Qian Qichen, the foreign minister, yesterday telephoned Madeleine Albright, his US counterpart, and told her: "China does not favour the use of force against Iraq." He added that Peking was "quite uneasy" about the "increasingly deteriorating" situation with Iraq over weapons inspection.
Speaking on Chinese television yesterday, Mr Qian said: "China is extremely and definitely opposed to the use of military force because its use will result in ... casualties and create more turmoil in the region and even could cause new conflicts."
China is one of the five permanent members of the UN Security Council with the power of veto. In 1990 Peking abstained in the vote over military action against Saddam Hussein.
Mr Qian told Mrs Albright: "The Chinese side hopes that the parties concerned would adopt restraint ... and continue seeking the settlement of differences through dialogues."
Peking has also made it clear to Baghdad that Iraq must comply with UN resolutions requiring unlimited access to suspected weapons sites.
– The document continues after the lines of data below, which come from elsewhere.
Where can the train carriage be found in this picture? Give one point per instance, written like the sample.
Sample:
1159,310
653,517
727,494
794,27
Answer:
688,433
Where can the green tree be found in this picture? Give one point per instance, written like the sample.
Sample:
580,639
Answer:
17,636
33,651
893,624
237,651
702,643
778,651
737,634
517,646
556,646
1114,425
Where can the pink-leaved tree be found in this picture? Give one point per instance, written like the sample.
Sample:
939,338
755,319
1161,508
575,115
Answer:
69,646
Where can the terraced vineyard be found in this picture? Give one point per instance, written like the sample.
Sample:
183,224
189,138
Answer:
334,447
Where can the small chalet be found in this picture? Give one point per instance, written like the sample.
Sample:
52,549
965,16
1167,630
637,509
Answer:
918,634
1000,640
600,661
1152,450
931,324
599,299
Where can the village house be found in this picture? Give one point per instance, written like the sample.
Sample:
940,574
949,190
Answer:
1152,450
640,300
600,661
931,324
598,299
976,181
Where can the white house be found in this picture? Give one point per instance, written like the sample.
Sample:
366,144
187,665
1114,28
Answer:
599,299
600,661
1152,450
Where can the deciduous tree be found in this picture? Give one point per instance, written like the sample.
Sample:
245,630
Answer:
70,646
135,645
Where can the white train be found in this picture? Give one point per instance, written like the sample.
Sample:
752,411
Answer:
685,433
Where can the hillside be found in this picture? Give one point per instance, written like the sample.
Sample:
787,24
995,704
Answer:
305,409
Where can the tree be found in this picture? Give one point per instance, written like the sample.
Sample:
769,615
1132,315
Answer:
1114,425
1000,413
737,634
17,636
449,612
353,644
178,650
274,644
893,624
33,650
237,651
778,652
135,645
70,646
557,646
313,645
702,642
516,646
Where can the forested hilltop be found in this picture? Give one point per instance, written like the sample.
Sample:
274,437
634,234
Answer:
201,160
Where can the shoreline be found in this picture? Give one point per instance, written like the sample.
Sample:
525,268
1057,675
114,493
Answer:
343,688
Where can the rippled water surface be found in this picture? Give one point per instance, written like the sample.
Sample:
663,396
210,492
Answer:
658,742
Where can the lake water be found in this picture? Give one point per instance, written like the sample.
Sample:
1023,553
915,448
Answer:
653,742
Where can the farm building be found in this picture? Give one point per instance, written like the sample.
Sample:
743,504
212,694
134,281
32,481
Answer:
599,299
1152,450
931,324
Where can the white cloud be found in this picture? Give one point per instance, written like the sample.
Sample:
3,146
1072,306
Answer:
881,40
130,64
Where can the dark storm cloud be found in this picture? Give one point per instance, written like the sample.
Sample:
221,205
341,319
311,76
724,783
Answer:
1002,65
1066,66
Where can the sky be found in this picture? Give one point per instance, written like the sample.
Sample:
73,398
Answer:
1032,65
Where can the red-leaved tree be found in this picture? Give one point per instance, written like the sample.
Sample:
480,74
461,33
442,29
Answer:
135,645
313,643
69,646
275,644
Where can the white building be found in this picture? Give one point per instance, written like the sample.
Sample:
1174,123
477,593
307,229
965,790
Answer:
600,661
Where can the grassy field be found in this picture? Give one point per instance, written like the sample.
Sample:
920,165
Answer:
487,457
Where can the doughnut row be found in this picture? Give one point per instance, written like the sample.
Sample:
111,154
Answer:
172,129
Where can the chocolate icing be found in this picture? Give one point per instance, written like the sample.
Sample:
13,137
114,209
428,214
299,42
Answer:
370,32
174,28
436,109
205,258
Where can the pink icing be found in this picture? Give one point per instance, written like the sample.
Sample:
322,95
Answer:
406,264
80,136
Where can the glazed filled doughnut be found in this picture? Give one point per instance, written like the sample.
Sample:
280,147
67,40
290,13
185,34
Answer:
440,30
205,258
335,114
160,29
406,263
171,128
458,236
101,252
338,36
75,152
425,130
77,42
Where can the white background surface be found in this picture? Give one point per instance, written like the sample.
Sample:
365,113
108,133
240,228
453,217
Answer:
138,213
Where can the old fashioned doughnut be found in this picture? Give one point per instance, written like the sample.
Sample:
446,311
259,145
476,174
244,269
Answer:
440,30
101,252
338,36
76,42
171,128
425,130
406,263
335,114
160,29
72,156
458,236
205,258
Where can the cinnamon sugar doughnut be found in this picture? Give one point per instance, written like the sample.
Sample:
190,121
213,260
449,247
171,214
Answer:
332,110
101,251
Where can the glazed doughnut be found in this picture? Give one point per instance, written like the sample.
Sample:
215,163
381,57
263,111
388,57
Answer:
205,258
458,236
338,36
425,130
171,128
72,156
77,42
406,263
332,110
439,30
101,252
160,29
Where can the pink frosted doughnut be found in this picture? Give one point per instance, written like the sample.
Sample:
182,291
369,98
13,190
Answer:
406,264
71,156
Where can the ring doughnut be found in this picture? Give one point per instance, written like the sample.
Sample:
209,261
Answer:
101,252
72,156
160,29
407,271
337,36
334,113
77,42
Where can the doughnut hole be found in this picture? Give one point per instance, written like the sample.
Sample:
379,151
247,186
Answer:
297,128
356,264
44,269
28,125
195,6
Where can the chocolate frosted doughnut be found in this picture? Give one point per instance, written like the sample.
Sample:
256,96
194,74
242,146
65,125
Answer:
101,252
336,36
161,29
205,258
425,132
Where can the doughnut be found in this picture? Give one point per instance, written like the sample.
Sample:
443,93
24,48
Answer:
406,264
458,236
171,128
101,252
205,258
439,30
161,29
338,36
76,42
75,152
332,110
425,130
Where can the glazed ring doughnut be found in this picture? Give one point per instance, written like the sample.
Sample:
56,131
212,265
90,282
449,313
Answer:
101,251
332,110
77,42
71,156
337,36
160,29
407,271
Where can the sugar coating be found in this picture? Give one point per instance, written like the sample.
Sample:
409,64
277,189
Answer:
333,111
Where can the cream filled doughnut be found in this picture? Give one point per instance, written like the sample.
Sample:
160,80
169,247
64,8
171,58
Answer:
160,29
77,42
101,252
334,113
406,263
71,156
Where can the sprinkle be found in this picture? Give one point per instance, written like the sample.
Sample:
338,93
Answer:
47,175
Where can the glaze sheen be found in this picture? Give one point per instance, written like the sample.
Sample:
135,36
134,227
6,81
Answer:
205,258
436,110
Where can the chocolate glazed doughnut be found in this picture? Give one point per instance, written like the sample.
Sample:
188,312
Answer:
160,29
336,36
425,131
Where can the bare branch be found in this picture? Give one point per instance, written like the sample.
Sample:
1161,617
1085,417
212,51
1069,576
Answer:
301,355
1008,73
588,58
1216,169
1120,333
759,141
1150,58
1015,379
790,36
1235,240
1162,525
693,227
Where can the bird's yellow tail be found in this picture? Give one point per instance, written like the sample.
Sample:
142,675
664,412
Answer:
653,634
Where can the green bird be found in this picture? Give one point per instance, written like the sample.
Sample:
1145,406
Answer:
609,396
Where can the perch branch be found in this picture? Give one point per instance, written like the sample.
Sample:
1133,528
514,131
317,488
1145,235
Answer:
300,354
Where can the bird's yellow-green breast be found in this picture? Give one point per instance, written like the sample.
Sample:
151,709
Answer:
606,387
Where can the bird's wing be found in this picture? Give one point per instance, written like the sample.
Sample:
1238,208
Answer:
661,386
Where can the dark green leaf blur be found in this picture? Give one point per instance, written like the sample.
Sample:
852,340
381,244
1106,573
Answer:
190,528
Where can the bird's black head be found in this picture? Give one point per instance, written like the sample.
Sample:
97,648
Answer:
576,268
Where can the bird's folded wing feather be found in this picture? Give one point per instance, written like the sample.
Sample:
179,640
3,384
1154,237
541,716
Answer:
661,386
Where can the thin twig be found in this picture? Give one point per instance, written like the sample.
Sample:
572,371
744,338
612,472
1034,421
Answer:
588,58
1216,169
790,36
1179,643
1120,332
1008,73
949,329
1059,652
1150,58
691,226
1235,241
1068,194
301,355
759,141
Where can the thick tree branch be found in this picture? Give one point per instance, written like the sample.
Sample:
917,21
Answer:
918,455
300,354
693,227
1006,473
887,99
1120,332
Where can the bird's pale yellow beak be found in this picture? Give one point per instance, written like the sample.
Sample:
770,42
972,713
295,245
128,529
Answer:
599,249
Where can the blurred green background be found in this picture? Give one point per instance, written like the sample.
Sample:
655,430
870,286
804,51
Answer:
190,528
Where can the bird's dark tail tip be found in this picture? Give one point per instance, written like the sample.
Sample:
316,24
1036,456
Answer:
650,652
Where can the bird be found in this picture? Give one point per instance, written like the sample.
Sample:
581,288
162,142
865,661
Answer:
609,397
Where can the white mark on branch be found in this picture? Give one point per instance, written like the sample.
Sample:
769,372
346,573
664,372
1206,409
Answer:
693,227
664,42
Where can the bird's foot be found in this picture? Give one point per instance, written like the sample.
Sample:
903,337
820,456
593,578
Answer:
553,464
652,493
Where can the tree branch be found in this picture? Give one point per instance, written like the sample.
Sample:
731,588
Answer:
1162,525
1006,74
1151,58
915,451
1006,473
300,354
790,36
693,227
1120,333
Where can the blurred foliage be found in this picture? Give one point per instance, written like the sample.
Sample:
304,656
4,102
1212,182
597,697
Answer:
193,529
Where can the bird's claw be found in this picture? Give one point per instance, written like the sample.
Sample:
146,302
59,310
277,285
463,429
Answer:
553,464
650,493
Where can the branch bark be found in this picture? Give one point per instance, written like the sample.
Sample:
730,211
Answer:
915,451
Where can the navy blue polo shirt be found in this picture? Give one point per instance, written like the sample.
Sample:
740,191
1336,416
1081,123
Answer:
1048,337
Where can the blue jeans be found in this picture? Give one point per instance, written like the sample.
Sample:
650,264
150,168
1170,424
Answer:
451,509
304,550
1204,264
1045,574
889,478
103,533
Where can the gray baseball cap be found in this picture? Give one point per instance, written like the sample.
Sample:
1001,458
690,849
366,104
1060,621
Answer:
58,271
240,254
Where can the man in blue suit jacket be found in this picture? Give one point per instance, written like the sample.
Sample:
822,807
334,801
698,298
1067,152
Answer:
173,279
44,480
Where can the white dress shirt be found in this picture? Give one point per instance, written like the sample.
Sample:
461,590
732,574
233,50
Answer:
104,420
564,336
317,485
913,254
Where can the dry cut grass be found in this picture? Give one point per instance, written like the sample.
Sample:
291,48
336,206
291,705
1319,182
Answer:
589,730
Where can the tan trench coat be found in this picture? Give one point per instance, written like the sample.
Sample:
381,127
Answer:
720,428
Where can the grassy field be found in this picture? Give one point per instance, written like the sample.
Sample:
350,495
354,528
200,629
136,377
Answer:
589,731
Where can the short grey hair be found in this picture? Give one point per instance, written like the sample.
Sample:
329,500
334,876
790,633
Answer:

China yesterday said it had sent a letter to Iraq's deputy prime minister, Tariq Aziz, demanding that Baghdad co-operate with UN inspectors.
Mr Qian is trying to co-ordinate China's position with Russia, whose deputy foreign minister is in Peking for talks today. A spokesman for the Russian embassy in Peking said: "Our views coincide ... [on Iraq]. We want a peaceful solution."
Peking has made no secret of wanting to re-establish trade links with Baghdad. In 1996 China announced it was holding talks with Iraq to sign what it described as "massive" oil exploration contracts.